スポーツ新聞を全紙買ったが一紙もまだ読めないでいる。この世で生きるといううえで、生きていくといううえで、衣笠さんからはとてもたいせつなことを教えていただいた。ありがとうございます。
1960年代にカープで四番を打たれていた三塁手、興津立雄さんから衣笠さんのお話を伺ったことがある。興津さんは衣笠さんの教育係で部屋は衣笠さんの真下だった。毎晩毎晩、窓から上り下りして遊びに行く衣笠さんに興津さんは注意をした。アメリカに帰られたお父さんに会いに行くんじゃなかったのか、と。遊び歩いていたのでは無理だぞ、と。衣笠さんは猛練習するようになった。アメリカに行くという目標ができたのだ。独学で英語の勉強もするようになった。
衣笠さんはルー・ゲーリック選手の記録を越えて連続試合出場世界一となった。カル・リプケン選手が衣笠さんの記録を抜いたときにはカウフマンスタジアムで始球式でマウンドに立ち、試合中にはスタンディングオベーションも受けた。野球でアメリカに行くのも人それぞれ。衣笠祥雄選手が選んだのは連続出場だったのである。衣笠さんが必ず色紙に記した「努力」の文字は自らに言い聞かせてきた言葉でもあるのだろう。なお、ニューヨーク・タイムズに掲載された衣笠さんのインタビューの中には興津さんの名前と興津さんに対する感謝の言葉を見ることができる。人と人との出会いはたいせつである。
映画の現場で出会った小学生の「師」
私は小学生の頃はヤクルトファンだった。
突然話が変わったが、実は変わったわけではない。がまんして読み進めていただきたい。
当時はヤクルトアトムズ。鉄腕アトムがキャラクターだったからである。だが好きな選手は阪神のカークランドと藤田平だった。中学生の頃は近鉄が好きだった。マークがかっこよかったからである。そして高校生からあと現在まで、40年ほどカープファンである。
小学生の頃、一試合一試合の勝ち負けに一喜一憂していたかというとそれはしていたかもしれないが、いまとは違う気がする。

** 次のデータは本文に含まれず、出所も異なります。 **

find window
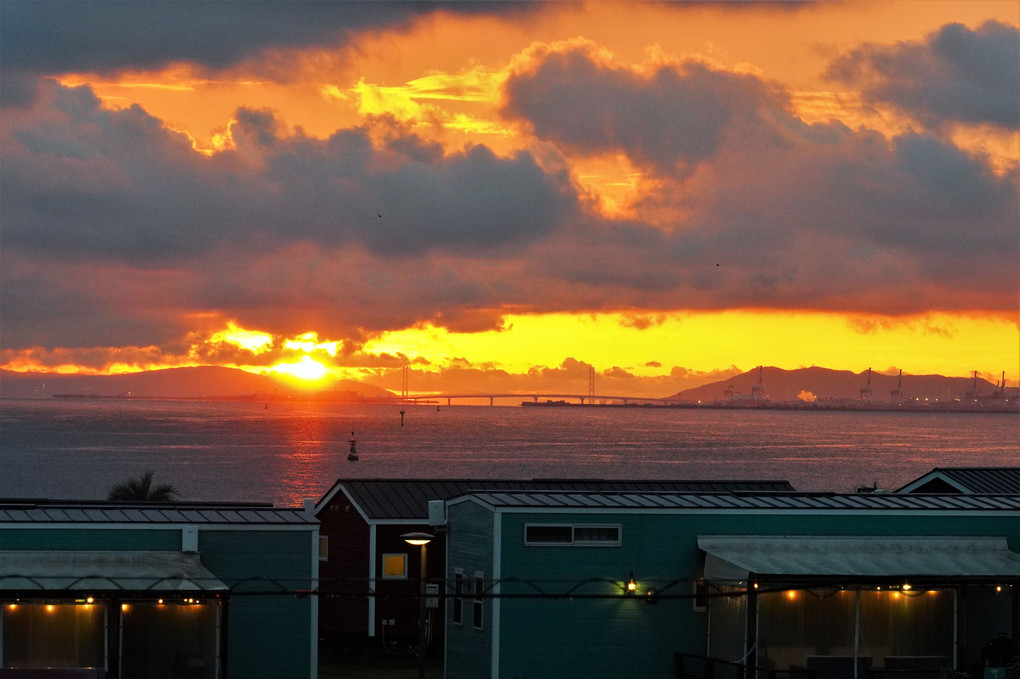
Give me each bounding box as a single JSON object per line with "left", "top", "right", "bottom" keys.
{"left": 452, "top": 569, "right": 464, "bottom": 625}
{"left": 2, "top": 602, "right": 105, "bottom": 669}
{"left": 754, "top": 588, "right": 956, "bottom": 672}
{"left": 472, "top": 572, "right": 484, "bottom": 629}
{"left": 318, "top": 535, "right": 329, "bottom": 561}
{"left": 692, "top": 580, "right": 709, "bottom": 612}
{"left": 120, "top": 602, "right": 219, "bottom": 679}
{"left": 382, "top": 553, "right": 407, "bottom": 578}
{"left": 525, "top": 525, "right": 572, "bottom": 544}
{"left": 2, "top": 599, "right": 221, "bottom": 678}
{"left": 525, "top": 524, "right": 621, "bottom": 546}
{"left": 573, "top": 526, "right": 620, "bottom": 544}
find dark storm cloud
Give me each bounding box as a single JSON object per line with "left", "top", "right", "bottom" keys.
{"left": 828, "top": 20, "right": 1020, "bottom": 130}
{"left": 0, "top": 82, "right": 577, "bottom": 263}
{"left": 1, "top": 84, "right": 251, "bottom": 260}
{"left": 0, "top": 1, "right": 537, "bottom": 107}
{"left": 3, "top": 29, "right": 1016, "bottom": 355}
{"left": 495, "top": 41, "right": 1016, "bottom": 314}
{"left": 0, "top": 78, "right": 579, "bottom": 349}
{"left": 1, "top": 2, "right": 404, "bottom": 73}
{"left": 498, "top": 120, "right": 1016, "bottom": 316}
{"left": 502, "top": 42, "right": 778, "bottom": 174}
{"left": 253, "top": 121, "right": 578, "bottom": 255}
{"left": 0, "top": 251, "right": 195, "bottom": 349}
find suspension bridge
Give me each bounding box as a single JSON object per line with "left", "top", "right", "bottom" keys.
{"left": 396, "top": 365, "right": 676, "bottom": 406}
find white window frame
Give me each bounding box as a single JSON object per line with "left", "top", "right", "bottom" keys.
{"left": 452, "top": 569, "right": 464, "bottom": 626}
{"left": 472, "top": 571, "right": 484, "bottom": 630}
{"left": 692, "top": 579, "right": 709, "bottom": 613}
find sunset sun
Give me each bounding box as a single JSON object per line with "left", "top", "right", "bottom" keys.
{"left": 272, "top": 356, "right": 330, "bottom": 383}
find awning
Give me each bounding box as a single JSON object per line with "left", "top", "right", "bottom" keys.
{"left": 0, "top": 550, "right": 228, "bottom": 591}
{"left": 698, "top": 536, "right": 1020, "bottom": 584}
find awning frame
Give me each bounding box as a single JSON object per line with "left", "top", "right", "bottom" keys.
{"left": 0, "top": 550, "right": 229, "bottom": 594}
{"left": 698, "top": 535, "right": 1020, "bottom": 586}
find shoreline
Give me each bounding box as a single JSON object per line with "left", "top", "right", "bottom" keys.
{"left": 0, "top": 394, "right": 1015, "bottom": 414}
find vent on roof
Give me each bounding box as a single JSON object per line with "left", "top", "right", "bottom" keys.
{"left": 531, "top": 478, "right": 605, "bottom": 483}
{"left": 182, "top": 525, "right": 198, "bottom": 553}
{"left": 428, "top": 500, "right": 446, "bottom": 526}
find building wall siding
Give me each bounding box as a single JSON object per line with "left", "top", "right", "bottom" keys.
{"left": 447, "top": 501, "right": 497, "bottom": 679}
{"left": 317, "top": 497, "right": 372, "bottom": 639}
{"left": 198, "top": 529, "right": 316, "bottom": 679}
{"left": 461, "top": 507, "right": 1020, "bottom": 679}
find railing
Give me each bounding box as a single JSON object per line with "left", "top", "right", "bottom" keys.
{"left": 675, "top": 652, "right": 817, "bottom": 679}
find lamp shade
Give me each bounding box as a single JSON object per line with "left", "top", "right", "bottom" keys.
{"left": 402, "top": 531, "right": 435, "bottom": 546}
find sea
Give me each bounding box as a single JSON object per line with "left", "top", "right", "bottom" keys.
{"left": 1, "top": 398, "right": 1017, "bottom": 507}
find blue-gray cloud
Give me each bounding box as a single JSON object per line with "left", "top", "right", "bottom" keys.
{"left": 0, "top": 1, "right": 537, "bottom": 107}
{"left": 503, "top": 44, "right": 779, "bottom": 174}
{"left": 827, "top": 20, "right": 1020, "bottom": 130}
{"left": 2, "top": 25, "right": 1016, "bottom": 356}
{"left": 0, "top": 82, "right": 577, "bottom": 263}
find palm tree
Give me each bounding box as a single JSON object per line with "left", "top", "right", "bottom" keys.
{"left": 107, "top": 470, "right": 180, "bottom": 501}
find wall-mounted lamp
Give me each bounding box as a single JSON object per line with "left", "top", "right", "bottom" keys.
{"left": 626, "top": 571, "right": 637, "bottom": 595}
{"left": 402, "top": 531, "right": 434, "bottom": 547}
{"left": 402, "top": 531, "right": 435, "bottom": 679}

いや、いまは努力して激しく一喜一憂しないように努力しているが二年ぐらい前までは激しく一喜一憂していた。おもえば、年々一喜一憂が激しくなっていたと思う。負けたらその夜はもうなにも手につかない、テレビも見れない本も読めない、ましてや眠ろうにも眠れない、それぐらい悔しかったりしはじめたのはやはり大人になってからだ。

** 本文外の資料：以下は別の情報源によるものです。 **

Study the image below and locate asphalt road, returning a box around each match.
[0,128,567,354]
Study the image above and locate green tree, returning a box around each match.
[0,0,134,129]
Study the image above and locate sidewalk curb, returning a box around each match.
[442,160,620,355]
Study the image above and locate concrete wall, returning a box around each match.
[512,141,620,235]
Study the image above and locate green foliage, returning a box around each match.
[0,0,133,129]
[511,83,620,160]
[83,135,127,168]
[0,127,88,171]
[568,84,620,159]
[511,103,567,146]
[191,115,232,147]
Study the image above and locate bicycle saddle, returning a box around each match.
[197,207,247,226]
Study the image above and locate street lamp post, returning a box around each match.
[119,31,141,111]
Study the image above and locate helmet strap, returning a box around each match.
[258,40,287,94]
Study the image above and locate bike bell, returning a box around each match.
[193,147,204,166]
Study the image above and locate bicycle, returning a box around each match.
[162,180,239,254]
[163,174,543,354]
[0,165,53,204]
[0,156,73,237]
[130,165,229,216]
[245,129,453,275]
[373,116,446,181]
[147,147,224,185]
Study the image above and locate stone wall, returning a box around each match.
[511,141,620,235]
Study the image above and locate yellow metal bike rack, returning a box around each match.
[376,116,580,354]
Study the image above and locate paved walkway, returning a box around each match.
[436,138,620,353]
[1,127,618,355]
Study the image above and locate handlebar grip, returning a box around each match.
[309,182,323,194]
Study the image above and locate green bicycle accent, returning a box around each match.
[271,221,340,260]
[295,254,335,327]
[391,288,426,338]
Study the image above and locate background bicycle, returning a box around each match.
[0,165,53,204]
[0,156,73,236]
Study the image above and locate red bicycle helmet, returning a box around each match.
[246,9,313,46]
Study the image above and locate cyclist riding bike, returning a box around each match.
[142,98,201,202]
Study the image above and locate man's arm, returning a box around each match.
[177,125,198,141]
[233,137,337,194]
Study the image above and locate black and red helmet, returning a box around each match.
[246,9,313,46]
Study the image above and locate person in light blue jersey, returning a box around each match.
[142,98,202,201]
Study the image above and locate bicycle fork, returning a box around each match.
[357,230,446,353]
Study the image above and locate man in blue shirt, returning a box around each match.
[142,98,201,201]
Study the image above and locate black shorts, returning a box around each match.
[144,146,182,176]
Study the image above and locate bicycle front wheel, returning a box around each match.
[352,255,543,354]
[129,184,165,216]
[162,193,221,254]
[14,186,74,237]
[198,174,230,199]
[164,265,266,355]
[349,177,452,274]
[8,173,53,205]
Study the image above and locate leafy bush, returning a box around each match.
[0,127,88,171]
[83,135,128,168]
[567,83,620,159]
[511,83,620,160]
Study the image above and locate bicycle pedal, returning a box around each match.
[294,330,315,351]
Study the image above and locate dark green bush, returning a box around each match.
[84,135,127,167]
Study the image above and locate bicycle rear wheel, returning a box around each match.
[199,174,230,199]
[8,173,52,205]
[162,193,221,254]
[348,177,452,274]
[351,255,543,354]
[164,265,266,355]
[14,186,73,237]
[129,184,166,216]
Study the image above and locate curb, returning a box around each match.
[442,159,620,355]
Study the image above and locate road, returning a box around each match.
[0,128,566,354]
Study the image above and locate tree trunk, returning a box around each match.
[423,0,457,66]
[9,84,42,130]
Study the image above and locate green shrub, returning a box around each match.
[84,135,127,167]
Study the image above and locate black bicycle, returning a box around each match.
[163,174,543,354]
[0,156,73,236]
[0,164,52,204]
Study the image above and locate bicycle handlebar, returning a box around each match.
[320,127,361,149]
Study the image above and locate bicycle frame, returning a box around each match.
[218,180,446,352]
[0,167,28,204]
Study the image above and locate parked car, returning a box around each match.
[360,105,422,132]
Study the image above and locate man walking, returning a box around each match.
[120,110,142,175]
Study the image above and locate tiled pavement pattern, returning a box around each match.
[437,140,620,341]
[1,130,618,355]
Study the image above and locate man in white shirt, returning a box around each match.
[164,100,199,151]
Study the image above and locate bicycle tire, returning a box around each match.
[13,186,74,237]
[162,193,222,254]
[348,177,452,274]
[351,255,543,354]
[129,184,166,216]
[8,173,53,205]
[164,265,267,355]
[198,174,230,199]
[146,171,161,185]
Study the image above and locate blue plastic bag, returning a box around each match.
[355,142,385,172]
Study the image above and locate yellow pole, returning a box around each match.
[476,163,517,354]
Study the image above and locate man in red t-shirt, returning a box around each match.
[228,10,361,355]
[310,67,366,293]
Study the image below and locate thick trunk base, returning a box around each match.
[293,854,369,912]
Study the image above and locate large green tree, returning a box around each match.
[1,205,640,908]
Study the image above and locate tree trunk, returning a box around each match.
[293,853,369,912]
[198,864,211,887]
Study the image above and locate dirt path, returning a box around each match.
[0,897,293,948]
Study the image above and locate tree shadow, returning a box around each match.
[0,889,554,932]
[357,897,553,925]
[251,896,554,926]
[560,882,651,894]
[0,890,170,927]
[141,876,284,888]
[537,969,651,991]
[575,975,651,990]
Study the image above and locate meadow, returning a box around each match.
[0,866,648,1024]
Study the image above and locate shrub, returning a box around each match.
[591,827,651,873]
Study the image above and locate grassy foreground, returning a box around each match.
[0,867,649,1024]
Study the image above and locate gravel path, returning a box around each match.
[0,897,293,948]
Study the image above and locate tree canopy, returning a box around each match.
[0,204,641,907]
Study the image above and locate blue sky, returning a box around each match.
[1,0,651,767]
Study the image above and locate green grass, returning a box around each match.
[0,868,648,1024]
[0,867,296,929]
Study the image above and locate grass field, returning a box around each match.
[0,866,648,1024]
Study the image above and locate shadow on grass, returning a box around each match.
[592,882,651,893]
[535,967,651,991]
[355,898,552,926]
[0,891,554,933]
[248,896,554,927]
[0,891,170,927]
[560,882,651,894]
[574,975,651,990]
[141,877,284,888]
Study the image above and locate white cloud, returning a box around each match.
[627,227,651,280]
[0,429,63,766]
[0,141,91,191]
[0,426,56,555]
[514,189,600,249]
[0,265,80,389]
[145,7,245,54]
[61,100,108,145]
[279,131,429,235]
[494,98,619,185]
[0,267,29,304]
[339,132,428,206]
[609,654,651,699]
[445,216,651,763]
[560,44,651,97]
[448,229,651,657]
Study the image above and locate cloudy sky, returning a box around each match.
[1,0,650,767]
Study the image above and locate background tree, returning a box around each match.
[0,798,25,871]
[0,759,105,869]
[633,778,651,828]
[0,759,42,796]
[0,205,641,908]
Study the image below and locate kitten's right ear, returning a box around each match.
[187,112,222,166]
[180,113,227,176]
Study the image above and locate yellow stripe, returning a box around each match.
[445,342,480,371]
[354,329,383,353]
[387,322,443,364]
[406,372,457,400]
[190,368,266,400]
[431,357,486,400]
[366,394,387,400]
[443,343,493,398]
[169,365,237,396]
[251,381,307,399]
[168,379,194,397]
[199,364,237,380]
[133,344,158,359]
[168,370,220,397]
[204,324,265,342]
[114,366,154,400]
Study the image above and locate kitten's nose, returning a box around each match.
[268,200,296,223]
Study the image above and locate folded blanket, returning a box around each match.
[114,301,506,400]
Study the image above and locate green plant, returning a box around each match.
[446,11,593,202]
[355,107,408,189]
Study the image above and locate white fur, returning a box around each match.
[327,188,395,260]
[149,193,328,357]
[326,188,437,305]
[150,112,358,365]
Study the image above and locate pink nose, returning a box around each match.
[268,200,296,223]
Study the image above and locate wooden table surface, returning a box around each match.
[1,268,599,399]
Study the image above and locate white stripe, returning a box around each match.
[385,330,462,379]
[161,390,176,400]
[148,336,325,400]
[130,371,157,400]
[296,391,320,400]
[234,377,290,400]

一昨年の夏である。私はある映画の現場である俳優と出会った。私は脇役で彼は主要な役だった。私は大人で彼は子供だった。主人公の少年時代を彼が演じていた。彼は小学生であった。
映画の撮影は朝が早い。私はスポーツ新聞を読んでいた。
早朝一発目の撮影でスタッフはもくもくと準備していた。知らぬ同士が集まってきてもくもくと撮影開始に向けて動いている。適度の緊張感もあるいい空気である。
「広島は強いですね」
彼、小学生の彼のたぶん第一声である。私が誰かと野球の話をしているのを聞いていたのだと思う。彼が私に話しかけてくれたのだ。
テレビで見たことのある、利発そうでかわいらしい、まっすぐな眼差しの彼がいた。
彼は広島の強さを語るためにその少し前の巨人戦、菊池選手が最終回にホームランを打って同点に追いつき、新井選手がサヨナラ打を放った試合を例にあげた。私もまったく同感だったので話が弾んだ。ひととおり話してから、ふと気になったので、
「広島ファンなの?」
私が尋ねると、
「いえ、巨人ファンです」
と彼は答えた。
私は驚いた。そして、ちょっと待って、と彼を制した。私は次のような言葉で彼を讃えた。

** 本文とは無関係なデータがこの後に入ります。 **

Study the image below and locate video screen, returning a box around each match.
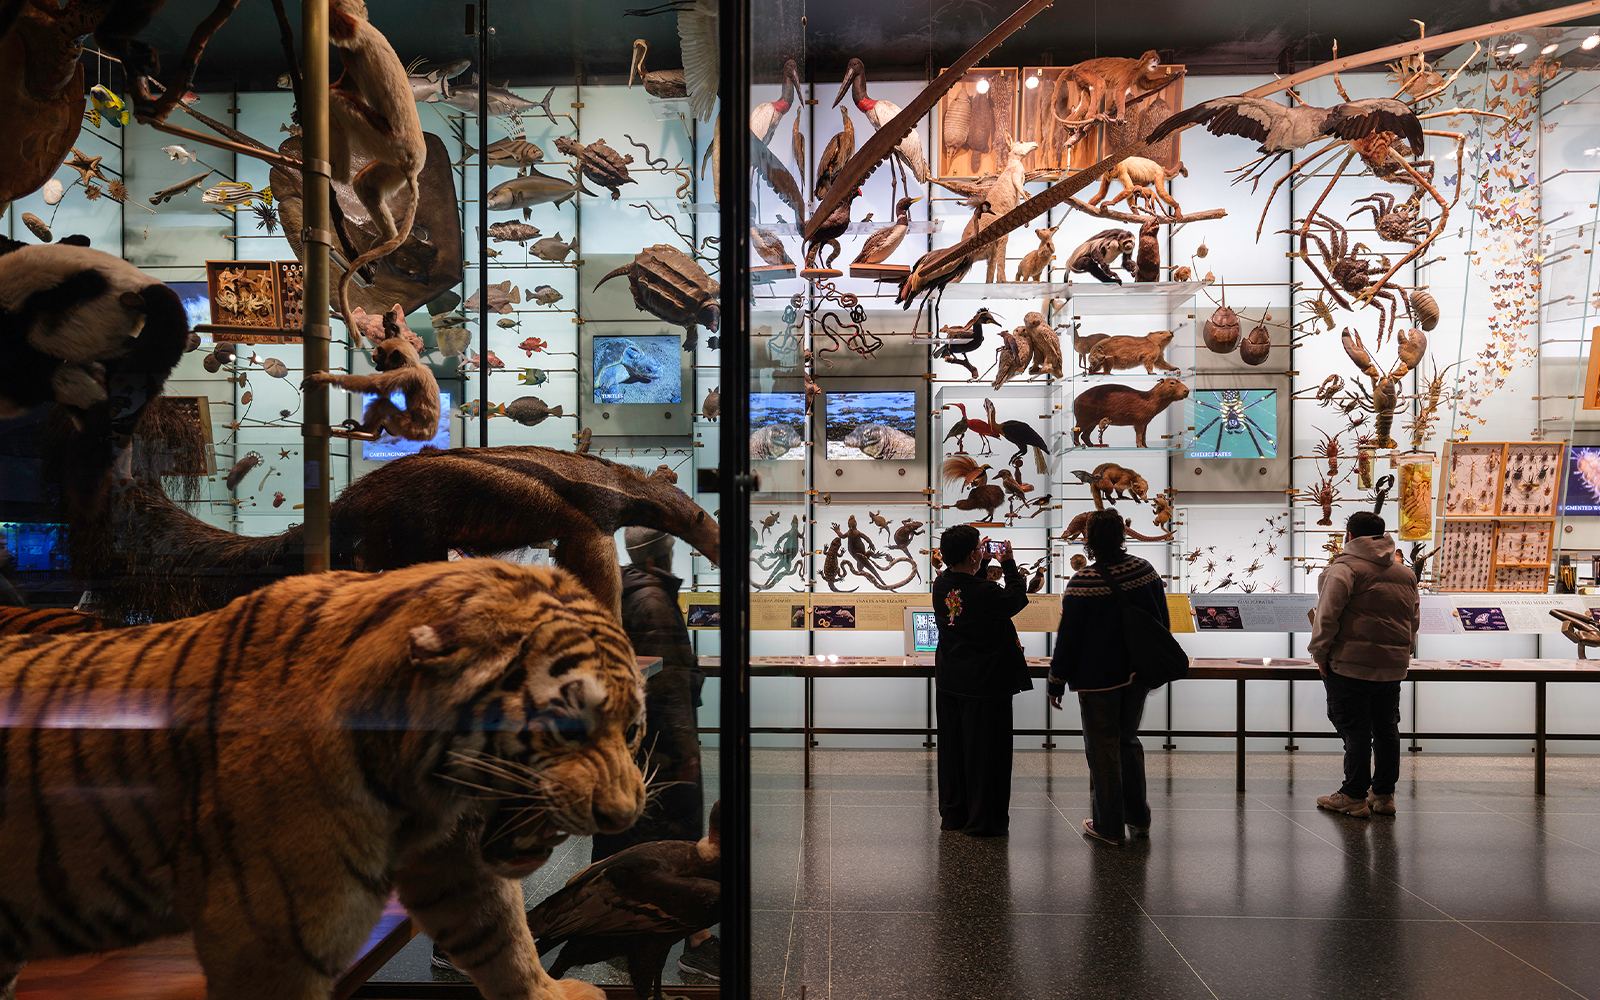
[361,390,453,461]
[0,522,67,572]
[749,392,806,460]
[590,334,680,405]
[910,610,939,652]
[1561,447,1600,516]
[825,390,917,460]
[1186,388,1278,459]
[167,280,210,330]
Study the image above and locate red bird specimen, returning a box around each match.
[984,397,1050,474]
[527,804,721,1000]
[942,455,1005,521]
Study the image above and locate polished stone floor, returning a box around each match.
[372,749,1600,1000]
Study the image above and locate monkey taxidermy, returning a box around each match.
[327,0,427,341]
[304,337,440,441]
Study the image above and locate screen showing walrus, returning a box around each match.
[826,391,917,460]
[1186,388,1277,460]
[750,393,806,460]
[590,334,681,404]
[362,390,453,460]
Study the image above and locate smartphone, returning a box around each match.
[982,540,1007,558]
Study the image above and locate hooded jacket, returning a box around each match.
[1308,534,1420,682]
[932,558,1033,699]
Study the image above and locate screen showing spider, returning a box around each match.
[1187,388,1278,459]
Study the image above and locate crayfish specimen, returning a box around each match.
[1340,326,1425,449]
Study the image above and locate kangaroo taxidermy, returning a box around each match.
[1087,156,1186,215]
[327,0,426,341]
[304,337,440,441]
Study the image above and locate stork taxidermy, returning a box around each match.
[835,56,929,202]
[751,58,802,144]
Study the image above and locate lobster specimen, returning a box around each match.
[1340,326,1425,448]
[1299,475,1341,527]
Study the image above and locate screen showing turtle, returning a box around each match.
[590,334,681,405]
[825,390,917,460]
[749,392,806,460]
[1186,388,1278,460]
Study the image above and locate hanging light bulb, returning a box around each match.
[975,77,991,94]
[1508,42,1528,54]
[1583,33,1600,49]
[1541,42,1560,55]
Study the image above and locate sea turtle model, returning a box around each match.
[553,136,635,199]
[593,340,659,392]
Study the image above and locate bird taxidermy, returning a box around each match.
[852,195,921,265]
[1072,378,1190,448]
[1134,219,1161,283]
[813,105,855,200]
[804,186,862,272]
[305,336,441,441]
[327,0,428,341]
[627,37,687,99]
[1066,229,1136,284]
[984,397,1050,475]
[1014,225,1060,282]
[750,58,801,144]
[1018,310,1064,379]
[750,227,792,266]
[1084,329,1179,375]
[941,455,1005,522]
[835,57,930,200]
[931,306,997,379]
[594,245,720,352]
[1072,463,1148,509]
[1085,156,1186,216]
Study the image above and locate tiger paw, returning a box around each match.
[548,979,606,1000]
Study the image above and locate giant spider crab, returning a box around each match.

「きみは凄い。えらい。いや、すばらしい。ふつう、自分の応援しているチームがあんな感じで負けたらその記憶を消そうとする人もいる、腹立てて暴れる人もいる、いや、そうでなくても語りたがらないものだ。人によってはなかったことにする。そもそも負け始めたらテレビのチャンネルを変える人もいる、でもきみは違う。さすがだね。えらい!」
そして、尋ねた。
「好きな選手は誰?」
彼は答えた。
「ヤクルトの山中選手です」
私はまた驚いた。
巨人の選手が好きなのではないのか?
驚きすぎてもはや背筋が伸び始めていた私に彼は言った。
「アンダースローのピッチャーが好きなんです」
感動で全身が緊張していた。再生の喜びを私はすでに感じていた。彼、と記しているが、私にとって彼は師である。